February 1966 – Semi-Detached. “The really considerable achievement of this production was Jean Porter’s Mrs. Medway. The amount of thought, inventiveness and concentration give to the part could be seen in every gesture, every turn of the head, every adoring glance at her slickly successful self-made husband. It was completely successful.”

To complete this section, March 1967 and Thespis was at Hay Fever. “Jean Porter had a spate of opportunities for comedy, and seized them all. Judith – posing all over the place – can be a bit of bore, and it requires great skill from an actress to make her consistently amusing and strangely credible.
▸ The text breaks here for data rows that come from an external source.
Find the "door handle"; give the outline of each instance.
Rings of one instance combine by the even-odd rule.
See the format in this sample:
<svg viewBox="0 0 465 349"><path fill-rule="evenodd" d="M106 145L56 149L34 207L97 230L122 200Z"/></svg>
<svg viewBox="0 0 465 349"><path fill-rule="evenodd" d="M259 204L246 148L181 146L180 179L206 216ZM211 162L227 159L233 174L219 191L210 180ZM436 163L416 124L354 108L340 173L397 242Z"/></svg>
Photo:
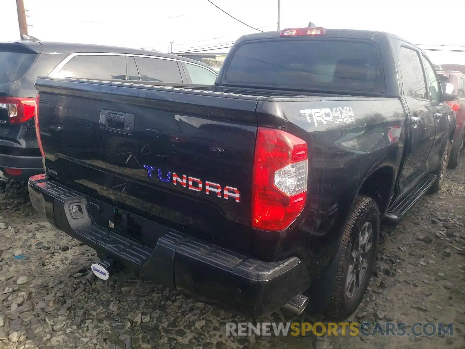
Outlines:
<svg viewBox="0 0 465 349"><path fill-rule="evenodd" d="M134 131L134 115L103 109L100 113L99 124L104 130L132 134Z"/></svg>
<svg viewBox="0 0 465 349"><path fill-rule="evenodd" d="M412 116L410 118L410 121L412 125L418 125L421 122L421 117Z"/></svg>

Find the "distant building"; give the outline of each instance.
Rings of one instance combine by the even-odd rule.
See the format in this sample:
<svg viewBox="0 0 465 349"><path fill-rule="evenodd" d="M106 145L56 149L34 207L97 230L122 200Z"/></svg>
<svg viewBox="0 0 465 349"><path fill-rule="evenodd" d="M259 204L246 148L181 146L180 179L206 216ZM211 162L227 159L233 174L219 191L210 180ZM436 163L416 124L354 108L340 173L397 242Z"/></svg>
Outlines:
<svg viewBox="0 0 465 349"><path fill-rule="evenodd" d="M187 54L174 54L190 58L191 60L198 60L212 67L221 67L227 55L225 52L192 52Z"/></svg>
I WAS consistently amused and never bored.”

The final aspect of Jean’s talents which I want to mention is her professionalism – always reliable, always punctual, lines always learned on time – and so on. She combined this with her sympathetic and giving nature to be a great teacher, colleague and friend. I think particularly of her of her theatrical partnership with Ian Elliott and Pat Johnson – with whom she studied at Florence Moore’s studio in Hove to gain her Guildhall Certificates. She then used this training to mentor and teach young people – at Wiston School, a Lancing youth club of David Goodger, and individually with people like myself. And of course she occasionally directed ……..

Let’s return to the Autumn of 1956, when she was asked to direct Pygmalion and had her professionalism tested to the full. Halfway through rehearsals her Alfred Doolittle suffered a fractured skull in a motor bike accident, resulting in some cast re-shuffling. then with 2 weeks to go her Eliza Doolittle – Frances Moulton – was taken ill, so Jean took over the part herself. To cap it all just before dress rehearsal it was found that the set didn’t fit a newly-altered Barn stage, needing some emergency re-carpentry. Did this faze Jean? – not b….. likely!! – “Jean Porter has played the part before and her performance was of professional standard. Her transition from street urchin to elegant society lady was totally believable.” The only fault the reviewer had was that insufficient thought had been given to the interval music – I’m not surprised!

November 1966 – Gigi. “The play was directed by Jean Porter, with help from David Creedon, and between them they have produced a rare example of a cast of amateurs who succeed in passing themselves off as professionals…..the title rôle falls to 17-year-old Susanna Porter who, thanks to her considerable acting talent, and the careful grooming for local stardom by her mother – the director – contributed a vivid performance.”

There were many other parts and activities in later life, and when the opportunities for older actresses became scarce, she threw herself into company administration and, right to the end, continued to provide the fabulous hospitality of the Porter household. My mother once threatened to report to the police that I was missing if I spent any more time at Kingston Way!

So let us put aside the difficulties of her last days, and remember the wonderfully talented actress and teacher as she was in her glory days.

As Romeo would have said to her all those years ago – “Sleep dwell upon thine eyes, and peace be thy breast.”